Two arrested as Easter Rising memorial plaque unveiled in Glasnevin

Minor scuffles broke out outside Glasnvevin Cemetery today resulting in two arrests after efforts were made to set a British flag alight.

By Daniel McConnell, Political Editor


Protesters hold placards outside Glasnevin cemetery in Dublin. Picture: PA


More than 100 protesters, many brandishing hard-line Republican logos and slogans, had gathered outside the cemetery to protest at the inclusion of British army and police names on a 1916 Remembrance Wall.

According to reports, there were efforts to burn a Union Jack, the British flag, but the inclement weather made this impossible.

A number of protestors used fireworks and it has also been claimed that a banger was hurled towards gardaí. This led to the breakout of scuffles for a short period.

Having failed to ignite the flag, protestors then chose to throw it on the ground.

The solemn occasion continued inside the cemetery amid heavy security, with the surrounding roads were closed by gardaí.

Gardaí clashed with the protesters with one 15-year-old youth arrested for an alleged breach of public order. The youth was taken to Mountjoy station nearby.

A second arrest was later confirmed.

The solemn occasion continued inside the cemetery amid heavy security, with the surrounding roads were closed by gardaí.


Two arrested as Easter Rising memorial plaque unveiled in Glasnevin
Acting Taoiseach Enda Kenny at the ceremony today. Picture: LENSMEN

Among the dignitaries present at the event were Acting Taoiseach Enda Kenny, Arts Minister Heather Humphreys and British Ambassador to Ireland Dominick Chilcott.

The inclusive memorial wall has been the subject of severe criticism from so-called republicans who have objected at the inclusion of names of British forces who died during Easter Week 1916, alongside the names of Irish men and women killed 100 years ago.

The Wall bears the names of all those who died – listing Irish, British, military and civilian alongside one another. The names will be presented in a chronological order without distinction between the different categories.

According to organisers, the Glasnevin wall was inspired by the International Memorial of Notre Dame de Lorette in France.

The Ring of Remembrance lists in alphabetical order without any distinction of nationality, rank or religion, the names of the soldiers from all sides who died in the battlefields of Northern France between 1914 and 1918 in the Great War.

Sinn Féin has criticised the inclusion of British names on the Memorial Wall, describing it as “totally inappropriate”.
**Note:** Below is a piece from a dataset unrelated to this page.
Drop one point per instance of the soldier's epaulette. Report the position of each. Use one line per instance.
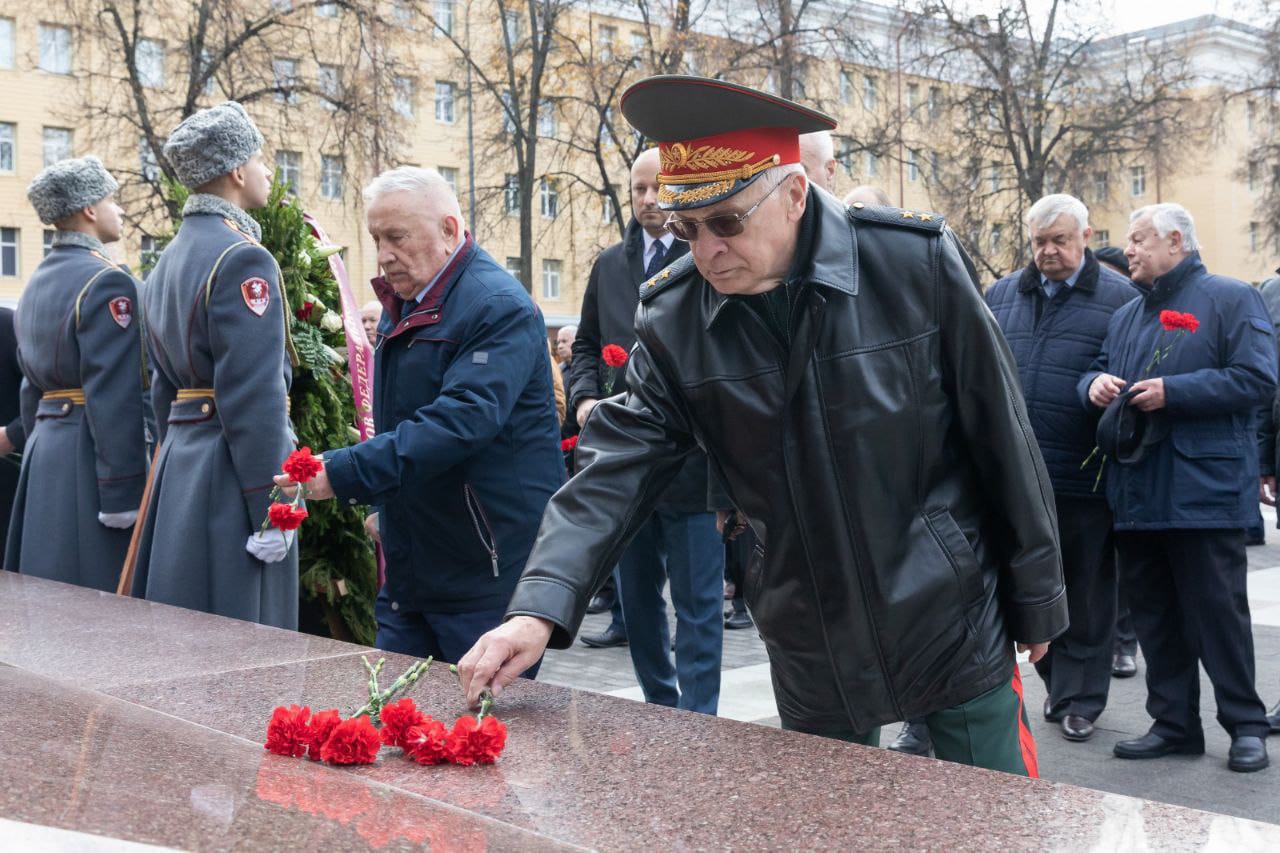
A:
(679, 270)
(920, 219)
“It is totally inappropriate for a memorial wall to list indiscriminately together Irish freedom fighters and members of the British crown forces,” Dublin South Central TD Aengus Ó Snodaigh said.

“Everyone should have the right to remember and honour their dead, whether they were Irish republicans, members of British crown forces or civilians. That is catered for already within Glasnevin Cemetery with its many and diverse memorials and graves,” said Mr Ó Snodaigh.


Engraved on the stones

The 488 names of those known to have died in the Rising are listed in alphabetical order.

The names of 119 British soldiers, some of whom are buried in Glasnevin, are engraved on the reflective black granite stones.

The Glasnevin Trust has insisted the memorial is an attempt to present the historical facts, without hierarchy or judgement.

John Green, chairman of Glasnevin Trust, told the service the wall reflected modern Ireland.

“Behind each and everyone of these lost lives is a story of heartbreak, no matter what side the person served on or indeed for those innocently caught up in the conflict,” he said.

“One hundred years on we believe this memorial reflects the time we live in, with the overwhelming majority of the Irish people wishing to live in peace and in reconciliation. But it is for each visitor to take from the wall what they wish.”

Senior church figures from a range of faiths and humanist representatives were among those to speak at the ceremony.

The project has drawn inspiration from an international memorial near Arras in France that lists the names of 580,000 people killed in fighting on the western front in the First World War.

Acting Taoiseach Enda Kenny laid a wreath after a number of local school children were invited to unveil the new memorial wall. A minute’s silence was observed before the last post was sounded and the Tricolour raised from half to full mast.

The service concluded with the playing of Amhrán na bhFiann.